I have a dataset which looks somewhat like this:
idx | attributes
--------------------------
101 | ['a','b','c']
102 | ['a','b','d']
103 | ['b','c']
104 | ['c','e','f']
105 | ['a','b','c']
106 | ['c','g','h']
107 | ['b','d']
108 | ['d','g','i']
I wish to transform the above dataframe into something like this:
idx | attributes
--------------------------
101 | [0,1,2]
102 | [0,1,3]
103 | [1,2]
104 | [2,4,5]
105 | [0,1,2]
106 | [2,6,7]
107 | [1,3]
108 | [3,6,8]
Here, 'a' is replaced by 0, 'b' is replaced by 1 and so. Essentially, I wish to find all unique elements and assign them numbers so that integer operations can be made on them. My current approach is by using RDDs to maintain a single set and loop across rows but it's highly memory and time-intensive. Is there any other method for this in PySpark?
Thanks in advance
CodePudding user response:
Annotated code
from pyspark.ml.feature import StringIndexer
# Explode the dataframe by `attributes`
df1 = df.selectExpr('idx', "explode(attributes) as attributes")

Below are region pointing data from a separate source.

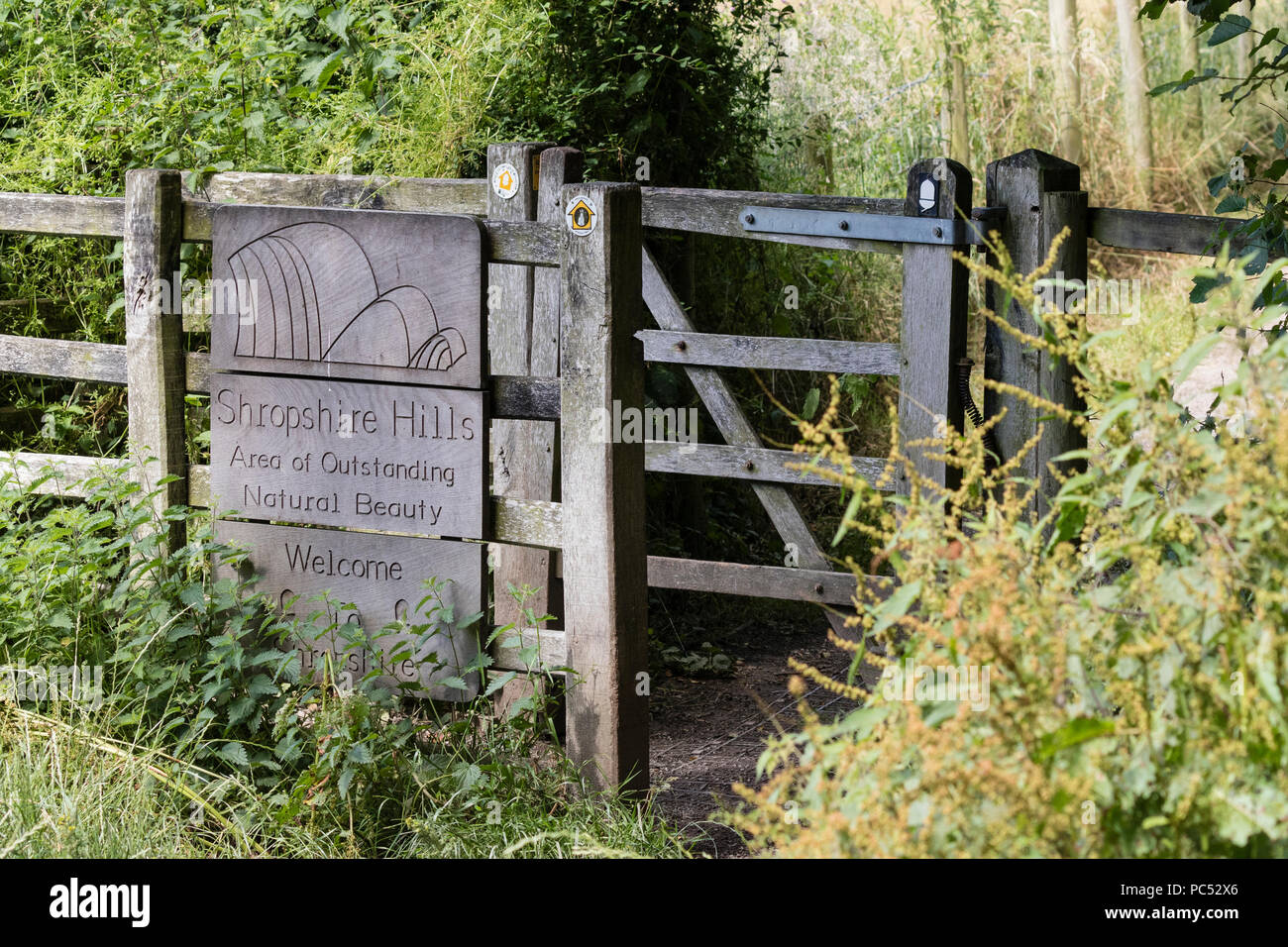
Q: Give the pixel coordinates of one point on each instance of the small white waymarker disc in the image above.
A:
(583, 215)
(505, 180)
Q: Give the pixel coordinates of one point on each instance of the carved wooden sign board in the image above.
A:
(348, 359)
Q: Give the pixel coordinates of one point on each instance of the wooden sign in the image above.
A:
(382, 578)
(378, 295)
(394, 458)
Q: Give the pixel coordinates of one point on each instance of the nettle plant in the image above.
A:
(201, 671)
(1136, 635)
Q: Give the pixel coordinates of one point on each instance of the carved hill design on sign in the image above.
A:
(308, 275)
(378, 295)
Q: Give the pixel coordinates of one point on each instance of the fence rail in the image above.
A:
(585, 536)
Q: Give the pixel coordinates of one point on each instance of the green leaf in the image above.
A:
(896, 607)
(1073, 733)
(360, 754)
(811, 399)
(1228, 29)
(235, 753)
(1232, 204)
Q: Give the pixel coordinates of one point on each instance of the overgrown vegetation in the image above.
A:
(1108, 680)
(201, 728)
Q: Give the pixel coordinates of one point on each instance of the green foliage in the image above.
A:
(202, 693)
(666, 80)
(1133, 637)
(1253, 179)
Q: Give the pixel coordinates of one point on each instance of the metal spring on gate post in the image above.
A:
(993, 455)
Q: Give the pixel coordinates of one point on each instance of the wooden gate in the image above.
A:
(567, 338)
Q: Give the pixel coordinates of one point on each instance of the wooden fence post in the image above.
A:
(1041, 196)
(605, 581)
(518, 447)
(934, 320)
(154, 337)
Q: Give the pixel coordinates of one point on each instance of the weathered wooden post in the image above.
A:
(154, 337)
(932, 335)
(605, 581)
(519, 449)
(1041, 196)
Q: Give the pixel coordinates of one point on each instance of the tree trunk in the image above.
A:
(1068, 85)
(960, 146)
(1190, 60)
(1134, 101)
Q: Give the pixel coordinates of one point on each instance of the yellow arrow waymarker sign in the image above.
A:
(581, 215)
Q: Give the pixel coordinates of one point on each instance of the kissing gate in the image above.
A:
(423, 384)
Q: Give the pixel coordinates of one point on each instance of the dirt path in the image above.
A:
(707, 733)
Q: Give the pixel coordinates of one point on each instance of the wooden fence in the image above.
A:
(567, 339)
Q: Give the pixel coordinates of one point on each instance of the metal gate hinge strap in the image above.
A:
(884, 227)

# Create a StringIndexer to encode the labels
idx = StringIndexer(inputCol='attributes', outputCol='encoded', stringOrderType='alphabetAsc')
df1 = idx.fit(df1).transform(df1)
# group the encoded column by idx and aggregate using `collect_list`
df1 = df1.groupBy('idx').agg(F.collect_list(F.col('encoded').cast('int')).alias('attributes'))
Result
df1.show()
--- ----------
|idx|attributes|
--- ----------
|101| [0, 1, 2]|
|102| [0, 1, 3]|
|103| [1, 2]|
|104| [2, 4, 5]|
|105| [0, 1, 2]|
|106| [2, 6, 7]|
|107| [1, 3]|
|108| [3, 6, 8]|
--- ----------
CodePudding user response:
This can be done in spark 2.4 as a one liner. In spark 3.0 this can be done without expr.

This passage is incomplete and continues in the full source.